Wir fuhren aus der Stadt hinaus, wo die Straßen einen Augenblick lang enger wurden, sich dann aber nach einer großen Kurve wieder breiteten.
Sie fuhren immer schneller und ich bekam immer mehr Angst.
Plötzlich kam diese Kurve, und ich sah nur noch weiße Scheinwerfer und einen Baum auf uns zu kommen. Ein letzter Schrei entwich mir.
„Heute Nacht zum 12. Dezember 2003 verunglückten zwei Jugendliche bei einer Raserei. Die beiden Jugendlichen kamen bei einem
Straßenrennen aus der Spur und prallten gegen einen entgegenkommenden Lastwagen. Der Lastwagen drückte dann das Auto mit ihren
Insassen an einen naheliegenden Baum. Für die 16 jährige Insassin kam jede Hilfe zu spät, sie verstarb noch am Unglücksort,
der 20 jährige Fahrer wurde mit lebensgefährlichen Verletzungen ins Krankenhaus gefahren, noch dazu wurde Alkoholkonsum
beim Fahrer festgestellt.. Dem Lastwagenfahrer ist nichts schlimmes passiert und die beiden anderen Raser wurden erst mal festgehalten.

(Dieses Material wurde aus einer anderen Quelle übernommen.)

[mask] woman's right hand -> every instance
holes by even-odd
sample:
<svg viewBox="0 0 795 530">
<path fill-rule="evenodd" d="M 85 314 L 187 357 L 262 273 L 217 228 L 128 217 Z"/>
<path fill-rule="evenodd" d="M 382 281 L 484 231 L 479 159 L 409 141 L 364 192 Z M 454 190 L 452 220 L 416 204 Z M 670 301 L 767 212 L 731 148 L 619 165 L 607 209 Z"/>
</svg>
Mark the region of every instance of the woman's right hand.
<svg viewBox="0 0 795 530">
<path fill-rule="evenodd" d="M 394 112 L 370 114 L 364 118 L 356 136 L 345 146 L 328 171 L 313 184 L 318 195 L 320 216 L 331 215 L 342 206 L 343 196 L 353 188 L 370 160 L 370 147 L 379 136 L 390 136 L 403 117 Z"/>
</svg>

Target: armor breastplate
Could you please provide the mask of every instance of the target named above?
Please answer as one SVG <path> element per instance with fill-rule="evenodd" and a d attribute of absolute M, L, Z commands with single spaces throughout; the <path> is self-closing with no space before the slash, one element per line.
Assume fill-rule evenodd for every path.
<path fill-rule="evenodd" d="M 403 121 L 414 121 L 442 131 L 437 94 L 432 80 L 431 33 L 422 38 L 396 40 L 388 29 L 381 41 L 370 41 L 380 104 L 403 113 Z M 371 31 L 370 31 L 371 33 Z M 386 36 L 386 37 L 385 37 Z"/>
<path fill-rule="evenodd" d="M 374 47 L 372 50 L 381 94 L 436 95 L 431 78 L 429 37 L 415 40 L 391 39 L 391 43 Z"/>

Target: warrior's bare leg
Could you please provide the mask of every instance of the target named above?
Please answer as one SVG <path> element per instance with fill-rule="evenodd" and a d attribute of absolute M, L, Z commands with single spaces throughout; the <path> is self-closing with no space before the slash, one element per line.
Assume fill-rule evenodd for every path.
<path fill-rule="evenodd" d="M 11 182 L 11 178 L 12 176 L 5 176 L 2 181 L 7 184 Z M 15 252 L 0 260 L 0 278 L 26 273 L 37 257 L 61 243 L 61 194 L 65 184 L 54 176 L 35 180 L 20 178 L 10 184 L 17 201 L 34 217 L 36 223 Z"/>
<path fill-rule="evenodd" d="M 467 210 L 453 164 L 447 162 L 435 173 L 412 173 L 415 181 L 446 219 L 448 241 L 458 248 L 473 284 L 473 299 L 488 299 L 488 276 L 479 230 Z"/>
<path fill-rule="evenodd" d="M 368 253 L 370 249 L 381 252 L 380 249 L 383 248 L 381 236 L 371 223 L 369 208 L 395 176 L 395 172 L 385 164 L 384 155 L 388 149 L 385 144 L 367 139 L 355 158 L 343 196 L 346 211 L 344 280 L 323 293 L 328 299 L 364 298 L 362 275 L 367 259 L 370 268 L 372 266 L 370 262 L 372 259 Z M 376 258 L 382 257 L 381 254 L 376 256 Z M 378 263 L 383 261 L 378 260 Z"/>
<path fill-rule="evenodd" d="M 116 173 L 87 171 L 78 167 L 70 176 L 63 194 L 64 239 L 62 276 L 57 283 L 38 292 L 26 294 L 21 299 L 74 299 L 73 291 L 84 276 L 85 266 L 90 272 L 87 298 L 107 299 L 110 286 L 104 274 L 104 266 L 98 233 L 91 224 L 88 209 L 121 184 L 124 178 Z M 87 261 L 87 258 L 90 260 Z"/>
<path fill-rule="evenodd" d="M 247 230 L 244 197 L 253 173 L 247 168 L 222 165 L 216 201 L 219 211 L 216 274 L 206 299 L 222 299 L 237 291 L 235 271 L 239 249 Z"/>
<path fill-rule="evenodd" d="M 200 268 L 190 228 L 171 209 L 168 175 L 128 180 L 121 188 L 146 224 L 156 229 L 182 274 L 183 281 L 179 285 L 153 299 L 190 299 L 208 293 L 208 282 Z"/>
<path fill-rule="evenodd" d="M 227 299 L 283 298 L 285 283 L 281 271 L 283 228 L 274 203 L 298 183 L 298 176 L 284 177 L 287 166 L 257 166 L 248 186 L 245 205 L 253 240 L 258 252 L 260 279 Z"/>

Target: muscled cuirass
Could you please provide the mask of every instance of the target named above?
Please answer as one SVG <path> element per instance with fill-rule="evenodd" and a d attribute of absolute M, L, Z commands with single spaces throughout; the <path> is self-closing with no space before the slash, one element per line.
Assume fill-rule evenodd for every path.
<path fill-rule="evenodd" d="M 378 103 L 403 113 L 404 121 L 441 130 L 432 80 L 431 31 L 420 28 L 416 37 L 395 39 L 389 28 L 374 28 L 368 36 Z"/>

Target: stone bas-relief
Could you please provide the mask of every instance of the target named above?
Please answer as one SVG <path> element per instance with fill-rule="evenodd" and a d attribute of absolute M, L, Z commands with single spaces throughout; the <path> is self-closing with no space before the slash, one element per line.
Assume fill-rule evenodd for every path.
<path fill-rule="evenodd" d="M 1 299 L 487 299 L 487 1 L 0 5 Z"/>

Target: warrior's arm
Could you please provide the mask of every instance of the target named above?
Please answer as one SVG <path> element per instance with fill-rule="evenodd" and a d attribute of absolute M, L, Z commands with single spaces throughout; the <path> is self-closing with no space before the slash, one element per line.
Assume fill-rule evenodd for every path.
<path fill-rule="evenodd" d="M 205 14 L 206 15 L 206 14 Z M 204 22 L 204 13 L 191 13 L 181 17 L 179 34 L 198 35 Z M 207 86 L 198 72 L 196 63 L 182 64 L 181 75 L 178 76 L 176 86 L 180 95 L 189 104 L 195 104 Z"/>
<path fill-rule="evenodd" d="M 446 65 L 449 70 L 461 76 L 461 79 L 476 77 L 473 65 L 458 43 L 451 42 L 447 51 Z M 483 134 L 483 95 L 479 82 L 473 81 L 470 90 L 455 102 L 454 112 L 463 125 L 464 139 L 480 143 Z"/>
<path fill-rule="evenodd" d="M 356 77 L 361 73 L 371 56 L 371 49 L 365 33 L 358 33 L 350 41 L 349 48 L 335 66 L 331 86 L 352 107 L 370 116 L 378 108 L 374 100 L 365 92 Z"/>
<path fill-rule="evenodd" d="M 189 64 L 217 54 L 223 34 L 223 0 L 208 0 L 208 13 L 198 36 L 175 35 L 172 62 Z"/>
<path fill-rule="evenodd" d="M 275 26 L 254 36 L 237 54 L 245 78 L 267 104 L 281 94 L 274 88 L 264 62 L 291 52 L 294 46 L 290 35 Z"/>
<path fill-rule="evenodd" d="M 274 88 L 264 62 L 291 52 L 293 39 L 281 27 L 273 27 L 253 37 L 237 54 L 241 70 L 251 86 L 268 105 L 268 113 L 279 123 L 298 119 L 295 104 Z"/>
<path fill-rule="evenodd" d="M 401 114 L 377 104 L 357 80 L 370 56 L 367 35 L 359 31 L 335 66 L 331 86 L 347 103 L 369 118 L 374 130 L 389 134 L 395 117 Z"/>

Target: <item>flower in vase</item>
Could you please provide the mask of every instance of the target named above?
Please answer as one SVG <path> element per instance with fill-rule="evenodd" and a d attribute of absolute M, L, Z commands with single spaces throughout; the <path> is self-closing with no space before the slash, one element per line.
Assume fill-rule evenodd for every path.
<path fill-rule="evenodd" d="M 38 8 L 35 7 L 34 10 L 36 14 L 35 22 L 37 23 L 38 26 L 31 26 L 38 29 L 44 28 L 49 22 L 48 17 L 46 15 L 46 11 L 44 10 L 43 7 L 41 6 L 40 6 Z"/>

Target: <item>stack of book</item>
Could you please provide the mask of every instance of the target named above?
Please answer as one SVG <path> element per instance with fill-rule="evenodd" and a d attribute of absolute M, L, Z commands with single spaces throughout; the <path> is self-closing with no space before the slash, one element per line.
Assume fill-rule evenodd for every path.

Straßenrennen mit Alkoholkonsum- eine tödliche Mischung, wie dieser Fall beweist.“
So war es nun, wir prallten gegen diesen Baum, das letzte was ich noch weiß, ist, dass ich versucht hatte mich abzuschnallen....
Das war wohl mein Fehler.
Ich hatte keinen Schutzengel.
Kein Engel wollte mich haben, mein Leben schützen, deswegen musste ich sterben.
Mein Bruder, dessen Schutzengel ihm wieder einmal das Leben rette, kam über meinen Tod nicht hinweg, er kam in eine psychiatrische
Klinik, wo er erst mal seinen übertriebenen Alkoholgenuss unter Kontrolle bringen und die Verantwortung über meinen Tod verarbeiten musste.
Das werden harte Zeiten für ihn...
Und doch, soll er so lernen, nie wieder mit Alkohol Auto zu fahren und anderen dies auch sagen, damit nicht noch eine Person ohne
einen Schutzengel sterben muss.
Ich werde nun hoffentlich ein Schutzengel und kann einem jungen Mädchen in einer ähnlichen Situation helfen.